Auteur : Collectif
Date de saisie : 21/03/2006
Genre : Psychologie, Psychanalyse
Editeur : Erès, Ramonville-Saint-Agne, France
Prix : 25.00 € / 163.99 F
ISBN : 978-2-7492-0591-5
GENCOD : 9782749205915
Ce numéro, «Déclinaisons du monothéisme», coordonné par Fethi Benslama, aborde la situation des religions monothéistes dans le monde contemporain et fait état des recherches actuelles référées à la psychanalyse et aux champs limitrophes.

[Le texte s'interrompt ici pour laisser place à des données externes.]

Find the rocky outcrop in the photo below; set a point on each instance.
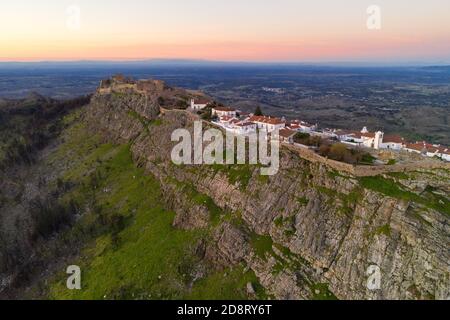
(323, 229)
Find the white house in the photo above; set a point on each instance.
(243, 128)
(287, 135)
(393, 142)
(268, 124)
(301, 126)
(224, 111)
(199, 103)
(363, 138)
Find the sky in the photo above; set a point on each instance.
(226, 30)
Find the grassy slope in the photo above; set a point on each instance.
(133, 252)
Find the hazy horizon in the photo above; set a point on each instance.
(286, 31)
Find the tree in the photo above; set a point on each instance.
(258, 111)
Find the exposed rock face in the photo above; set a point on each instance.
(326, 227)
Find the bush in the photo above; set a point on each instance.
(49, 216)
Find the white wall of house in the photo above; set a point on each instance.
(392, 146)
(270, 127)
(197, 106)
(224, 113)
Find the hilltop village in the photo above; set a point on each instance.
(295, 132)
(242, 123)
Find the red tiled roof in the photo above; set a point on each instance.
(286, 133)
(393, 139)
(367, 135)
(201, 101)
(267, 120)
(225, 109)
(245, 124)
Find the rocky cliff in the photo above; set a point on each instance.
(307, 232)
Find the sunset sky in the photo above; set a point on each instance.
(226, 30)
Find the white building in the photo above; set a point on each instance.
(287, 135)
(243, 128)
(224, 111)
(301, 126)
(268, 124)
(199, 103)
(363, 138)
(393, 142)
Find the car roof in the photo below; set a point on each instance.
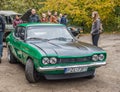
(8, 13)
(39, 24)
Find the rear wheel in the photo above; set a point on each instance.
(30, 72)
(11, 57)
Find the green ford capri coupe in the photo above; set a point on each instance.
(51, 51)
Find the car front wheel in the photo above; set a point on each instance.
(30, 72)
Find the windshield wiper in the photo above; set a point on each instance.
(36, 38)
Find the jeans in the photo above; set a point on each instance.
(1, 43)
(95, 39)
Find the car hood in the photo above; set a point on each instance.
(63, 48)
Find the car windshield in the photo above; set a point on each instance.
(48, 32)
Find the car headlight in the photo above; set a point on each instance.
(95, 57)
(101, 57)
(53, 60)
(45, 61)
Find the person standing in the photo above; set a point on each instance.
(59, 18)
(44, 18)
(55, 17)
(50, 17)
(95, 31)
(2, 28)
(17, 21)
(34, 18)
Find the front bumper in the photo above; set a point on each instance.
(95, 64)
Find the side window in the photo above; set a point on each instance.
(20, 32)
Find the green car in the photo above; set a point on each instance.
(51, 51)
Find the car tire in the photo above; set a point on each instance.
(11, 57)
(30, 72)
(91, 76)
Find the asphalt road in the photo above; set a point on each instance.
(12, 77)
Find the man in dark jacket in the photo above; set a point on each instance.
(2, 28)
(34, 17)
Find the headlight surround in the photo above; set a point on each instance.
(49, 60)
(95, 57)
(45, 61)
(53, 60)
(101, 57)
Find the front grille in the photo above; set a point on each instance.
(74, 60)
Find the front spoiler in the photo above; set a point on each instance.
(53, 68)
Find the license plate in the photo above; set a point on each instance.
(76, 69)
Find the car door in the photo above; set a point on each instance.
(18, 42)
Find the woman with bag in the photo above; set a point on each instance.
(96, 28)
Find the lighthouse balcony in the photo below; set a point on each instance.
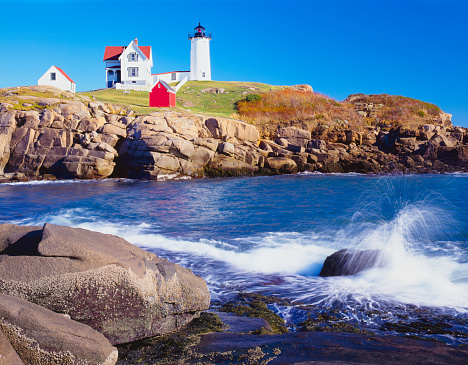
(199, 35)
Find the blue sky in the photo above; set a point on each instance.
(414, 48)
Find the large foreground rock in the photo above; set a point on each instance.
(100, 280)
(41, 336)
(351, 262)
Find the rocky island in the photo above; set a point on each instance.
(46, 133)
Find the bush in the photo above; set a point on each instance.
(253, 97)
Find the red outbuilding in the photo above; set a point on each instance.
(162, 95)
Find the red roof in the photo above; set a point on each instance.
(170, 72)
(113, 53)
(64, 74)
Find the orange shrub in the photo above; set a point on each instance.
(295, 105)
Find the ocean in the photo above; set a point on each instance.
(271, 235)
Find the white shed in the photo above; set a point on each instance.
(55, 76)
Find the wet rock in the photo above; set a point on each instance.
(350, 262)
(100, 280)
(293, 132)
(8, 353)
(317, 144)
(91, 124)
(222, 128)
(282, 164)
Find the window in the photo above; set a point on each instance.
(133, 57)
(133, 72)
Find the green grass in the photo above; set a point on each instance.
(190, 97)
(137, 100)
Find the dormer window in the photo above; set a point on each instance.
(133, 72)
(133, 57)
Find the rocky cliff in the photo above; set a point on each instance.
(48, 133)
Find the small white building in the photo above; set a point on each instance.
(129, 65)
(55, 76)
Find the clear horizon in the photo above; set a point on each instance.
(412, 48)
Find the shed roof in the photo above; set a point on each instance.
(112, 53)
(166, 85)
(64, 74)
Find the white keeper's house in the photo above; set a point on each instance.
(130, 67)
(55, 76)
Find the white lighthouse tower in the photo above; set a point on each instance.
(200, 64)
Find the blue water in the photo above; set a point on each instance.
(272, 234)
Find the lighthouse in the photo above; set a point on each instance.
(200, 64)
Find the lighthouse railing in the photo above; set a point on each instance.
(199, 35)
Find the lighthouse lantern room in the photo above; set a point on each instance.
(200, 63)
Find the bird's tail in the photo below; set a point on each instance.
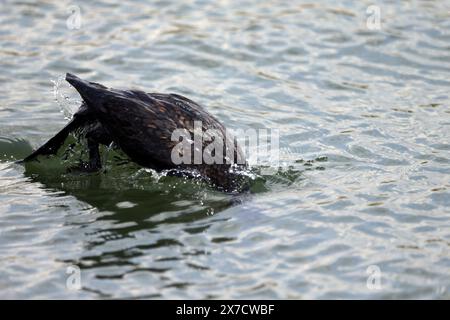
(52, 146)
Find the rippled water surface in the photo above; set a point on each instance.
(364, 124)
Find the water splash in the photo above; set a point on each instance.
(61, 91)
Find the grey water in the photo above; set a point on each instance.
(359, 206)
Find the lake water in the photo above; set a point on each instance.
(358, 208)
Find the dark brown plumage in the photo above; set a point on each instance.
(141, 124)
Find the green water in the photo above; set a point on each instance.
(364, 124)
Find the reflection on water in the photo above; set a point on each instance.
(363, 116)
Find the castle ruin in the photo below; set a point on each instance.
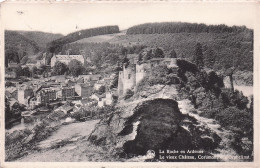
(132, 74)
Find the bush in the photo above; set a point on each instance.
(233, 117)
(129, 93)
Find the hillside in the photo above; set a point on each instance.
(41, 38)
(56, 45)
(17, 46)
(181, 27)
(220, 50)
(100, 38)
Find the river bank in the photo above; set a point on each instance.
(69, 144)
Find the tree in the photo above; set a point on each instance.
(173, 54)
(126, 61)
(101, 90)
(18, 70)
(26, 72)
(198, 56)
(59, 68)
(158, 53)
(34, 70)
(75, 67)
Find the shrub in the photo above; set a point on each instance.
(129, 93)
(233, 117)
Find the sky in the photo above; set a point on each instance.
(65, 18)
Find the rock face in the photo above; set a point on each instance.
(152, 125)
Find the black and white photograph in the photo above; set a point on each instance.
(128, 82)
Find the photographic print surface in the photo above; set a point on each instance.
(128, 82)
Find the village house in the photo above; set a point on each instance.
(101, 99)
(10, 74)
(47, 95)
(24, 93)
(67, 92)
(84, 90)
(65, 108)
(88, 78)
(11, 92)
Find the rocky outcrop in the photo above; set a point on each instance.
(152, 125)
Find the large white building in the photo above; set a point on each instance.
(66, 59)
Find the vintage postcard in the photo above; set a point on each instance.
(129, 83)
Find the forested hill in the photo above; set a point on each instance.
(56, 45)
(17, 46)
(41, 38)
(182, 27)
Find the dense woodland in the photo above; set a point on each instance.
(41, 38)
(179, 27)
(223, 47)
(56, 45)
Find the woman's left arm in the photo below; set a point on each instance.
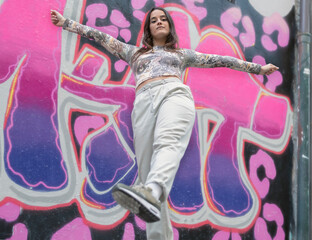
(268, 69)
(202, 60)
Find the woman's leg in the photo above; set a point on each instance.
(173, 129)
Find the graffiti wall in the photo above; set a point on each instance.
(66, 136)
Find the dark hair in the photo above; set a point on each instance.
(172, 41)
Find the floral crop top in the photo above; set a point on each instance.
(159, 62)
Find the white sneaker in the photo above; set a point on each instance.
(138, 200)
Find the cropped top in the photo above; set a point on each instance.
(159, 62)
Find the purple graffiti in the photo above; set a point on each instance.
(232, 17)
(257, 160)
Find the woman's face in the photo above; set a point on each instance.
(159, 25)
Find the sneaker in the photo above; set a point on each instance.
(138, 200)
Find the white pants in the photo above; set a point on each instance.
(162, 119)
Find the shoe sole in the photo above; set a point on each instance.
(136, 204)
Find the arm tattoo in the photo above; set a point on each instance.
(114, 46)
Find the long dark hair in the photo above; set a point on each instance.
(172, 41)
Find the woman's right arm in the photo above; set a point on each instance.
(114, 46)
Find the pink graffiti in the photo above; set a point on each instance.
(248, 38)
(88, 68)
(119, 19)
(261, 230)
(262, 159)
(138, 4)
(271, 213)
(93, 12)
(139, 15)
(223, 235)
(96, 10)
(9, 212)
(232, 17)
(175, 234)
(125, 34)
(128, 232)
(159, 2)
(120, 65)
(20, 232)
(268, 121)
(200, 12)
(275, 23)
(140, 223)
(76, 229)
(274, 80)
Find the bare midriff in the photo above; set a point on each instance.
(153, 80)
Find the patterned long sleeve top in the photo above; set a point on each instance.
(159, 62)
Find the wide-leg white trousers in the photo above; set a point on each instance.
(162, 119)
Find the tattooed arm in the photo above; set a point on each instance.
(196, 59)
(122, 50)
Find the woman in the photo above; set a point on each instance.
(163, 113)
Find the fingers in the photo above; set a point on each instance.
(56, 18)
(270, 69)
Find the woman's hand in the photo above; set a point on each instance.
(57, 18)
(268, 69)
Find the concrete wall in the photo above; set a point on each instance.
(66, 135)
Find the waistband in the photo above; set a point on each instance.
(157, 83)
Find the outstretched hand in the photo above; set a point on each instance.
(268, 69)
(57, 18)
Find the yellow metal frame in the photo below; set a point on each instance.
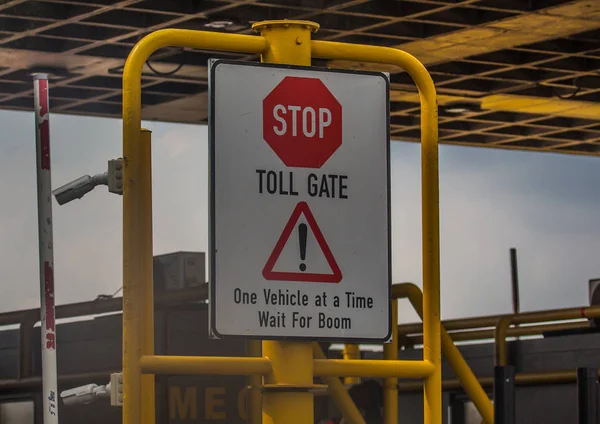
(287, 367)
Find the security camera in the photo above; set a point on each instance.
(78, 395)
(84, 395)
(79, 188)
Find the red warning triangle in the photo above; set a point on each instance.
(269, 274)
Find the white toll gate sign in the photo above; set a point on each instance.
(299, 203)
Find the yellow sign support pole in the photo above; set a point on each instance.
(287, 367)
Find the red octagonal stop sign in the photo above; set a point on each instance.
(302, 122)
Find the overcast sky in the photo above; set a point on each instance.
(545, 205)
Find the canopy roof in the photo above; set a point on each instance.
(514, 74)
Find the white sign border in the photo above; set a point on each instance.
(212, 278)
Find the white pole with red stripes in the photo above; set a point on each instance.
(44, 194)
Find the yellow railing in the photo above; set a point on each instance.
(287, 367)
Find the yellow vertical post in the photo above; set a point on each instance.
(351, 351)
(147, 295)
(287, 398)
(137, 222)
(254, 399)
(390, 385)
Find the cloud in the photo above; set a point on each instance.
(490, 200)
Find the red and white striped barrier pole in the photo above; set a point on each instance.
(44, 193)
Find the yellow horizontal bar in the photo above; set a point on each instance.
(213, 365)
(372, 368)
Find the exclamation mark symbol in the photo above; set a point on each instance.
(302, 229)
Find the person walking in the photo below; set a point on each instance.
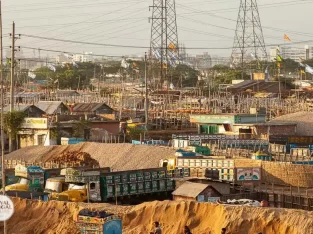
(187, 230)
(157, 229)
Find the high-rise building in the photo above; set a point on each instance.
(292, 52)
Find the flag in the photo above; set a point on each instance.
(279, 58)
(172, 46)
(68, 56)
(266, 74)
(31, 75)
(74, 64)
(124, 63)
(51, 67)
(308, 69)
(286, 38)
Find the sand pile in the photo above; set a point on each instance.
(76, 157)
(209, 218)
(116, 156)
(32, 217)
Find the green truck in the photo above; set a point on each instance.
(103, 187)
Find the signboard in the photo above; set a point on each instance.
(6, 208)
(213, 199)
(35, 123)
(301, 140)
(259, 76)
(248, 174)
(200, 198)
(20, 171)
(213, 119)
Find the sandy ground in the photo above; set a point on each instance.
(116, 156)
(36, 217)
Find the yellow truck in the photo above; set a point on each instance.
(74, 185)
(31, 179)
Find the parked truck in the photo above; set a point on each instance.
(216, 169)
(76, 185)
(101, 187)
(30, 179)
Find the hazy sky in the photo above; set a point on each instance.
(126, 23)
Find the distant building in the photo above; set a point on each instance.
(195, 192)
(83, 58)
(291, 52)
(61, 58)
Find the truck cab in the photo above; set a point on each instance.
(170, 163)
(74, 185)
(31, 179)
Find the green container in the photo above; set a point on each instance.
(148, 186)
(162, 185)
(141, 187)
(170, 185)
(133, 188)
(140, 176)
(147, 175)
(154, 175)
(125, 189)
(132, 177)
(155, 185)
(161, 174)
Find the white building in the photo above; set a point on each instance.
(62, 59)
(83, 58)
(292, 52)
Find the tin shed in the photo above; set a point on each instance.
(195, 192)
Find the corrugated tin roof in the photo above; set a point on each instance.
(67, 93)
(88, 107)
(49, 107)
(17, 108)
(189, 189)
(26, 95)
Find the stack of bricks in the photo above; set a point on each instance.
(247, 163)
(281, 173)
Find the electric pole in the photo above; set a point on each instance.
(12, 78)
(164, 36)
(12, 68)
(5, 230)
(249, 41)
(146, 94)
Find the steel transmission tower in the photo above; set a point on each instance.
(249, 41)
(164, 48)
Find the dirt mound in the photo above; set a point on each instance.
(77, 158)
(116, 156)
(209, 218)
(34, 217)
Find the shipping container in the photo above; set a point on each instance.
(138, 182)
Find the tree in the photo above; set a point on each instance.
(79, 129)
(134, 133)
(12, 123)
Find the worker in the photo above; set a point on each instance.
(157, 228)
(187, 230)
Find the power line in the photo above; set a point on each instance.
(141, 47)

La réflexion sur le monothéisme ne peut laisser de côté la question de la violence dont il prétend organiser l'économie symbolique. Le caractère sacré de la vie s'y affirme en même temps que la nécessité du sacrifice, sans que «la révélation de la parole» puisse rompre ce cercle. Existe-t-il une violence propre au monothéisme, et/ou proprement religieuse ? Jusqu'à quel point peut-on parler de guerre de religion et de guerre supposée ne pas l'être (au nom de la raison du droit national, international, humanitaire, etc.) ? En quel sens y a-t-il lieu de distinguer encore entre violence divine et violence mythique, quand la rationalité hypertechnique les rapproche au point que nous constatons aujourd'hui ? Sommes-nous à un nouvel âge de la cruauté ? Comment, du point de vue de la logia de l'inconscient, la pensée psychanalytique se saisit-elle de la répétition, de la mutation ou de l'inédit sur ce plan ? À quelles transformations problématiques cela est-il susceptible de conduire, au regard de la clinique et de la théorie métapsychologique ?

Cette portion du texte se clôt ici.